In the seven-bedroom house in Nottinghamshire, England, double-height oak-framed glass walls on the south side blur the boundaries between the house and the beautiful gardens, as well as bring great shafts of natural light throughout the almost 4,600-square-foot house. Designed by the local firm Allan Joyce Architects and set on about half an acre of planted grounds, the intriguing residence is available for US$2.14 million by The Modern House.
The owners are an architect and a landscape architect, so the home was stylishly designed with family life in mind, as well as eco-consciousness. Some of the house is buried in the earth to conserve heat, and there is also solar collection, heat recovery and rainwater harvesting. To boost the eco credentials, there are extensive vegetable gardens, a fruit orchard and a chicken coop.

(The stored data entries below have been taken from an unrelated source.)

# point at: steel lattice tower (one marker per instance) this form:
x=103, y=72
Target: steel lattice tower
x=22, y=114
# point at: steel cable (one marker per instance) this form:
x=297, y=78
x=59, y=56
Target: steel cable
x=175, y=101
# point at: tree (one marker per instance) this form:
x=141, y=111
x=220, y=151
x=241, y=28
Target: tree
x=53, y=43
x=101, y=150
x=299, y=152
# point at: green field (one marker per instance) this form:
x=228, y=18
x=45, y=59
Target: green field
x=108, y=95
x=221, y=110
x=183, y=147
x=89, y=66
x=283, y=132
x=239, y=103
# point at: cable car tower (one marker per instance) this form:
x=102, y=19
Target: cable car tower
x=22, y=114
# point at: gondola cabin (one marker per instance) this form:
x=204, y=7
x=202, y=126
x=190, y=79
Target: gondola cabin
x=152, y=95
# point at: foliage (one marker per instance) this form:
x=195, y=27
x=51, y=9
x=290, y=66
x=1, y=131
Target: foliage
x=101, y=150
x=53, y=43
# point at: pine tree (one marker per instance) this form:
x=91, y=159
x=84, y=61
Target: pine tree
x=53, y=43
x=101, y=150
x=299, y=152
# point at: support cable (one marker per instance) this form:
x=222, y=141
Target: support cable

On the main floor are a series of airy, unconventionally shaped living and dining spaces, all with solid oak floors. The living room includes a log burning stove and glass doors that open to Juliet balconies within the conservatory, while an oak wine rack above the kitchen cabinets doubles as a staircase, which leads up to the herb garden on the roof, with views to open fields over the garden’s brick walls.
Six of the bedrooms are on the lower level of the house, which makes for quiet, dark and peaceful sleeping; a pitched glass ceiling allows light to enter an otherwise dark lower-level corridor during the daytime. The master bedroom is nipped away on this lower level, with access to a private sunken courtyard, while the seventh bedroom is tucked up in a top-floor wing of its own that extends out over the car port. The lack of built-in closets in the bedrooms and the skimpy amount of bathrooms (three) will likely annoy many Americans. But to them we say: convert a couple of those bedrooms to baths.
The conservatory is arguably the jewel of the house, with indoor plantings and enticing views of the surrounding gardens. The mature gardens are beautiful in the English manner, with flower borders lined with yew and box hedges. There are also native grasses and wild meadow plantings, along with ponds that provide a haven for varied wildlife. A potting shed will please green thumbs, and several terraces are carved out of the gardens for quiet contemplation.
Now if you’ll excuse us, we’re going to dream about roasting a potato over a garden fire with Dickon.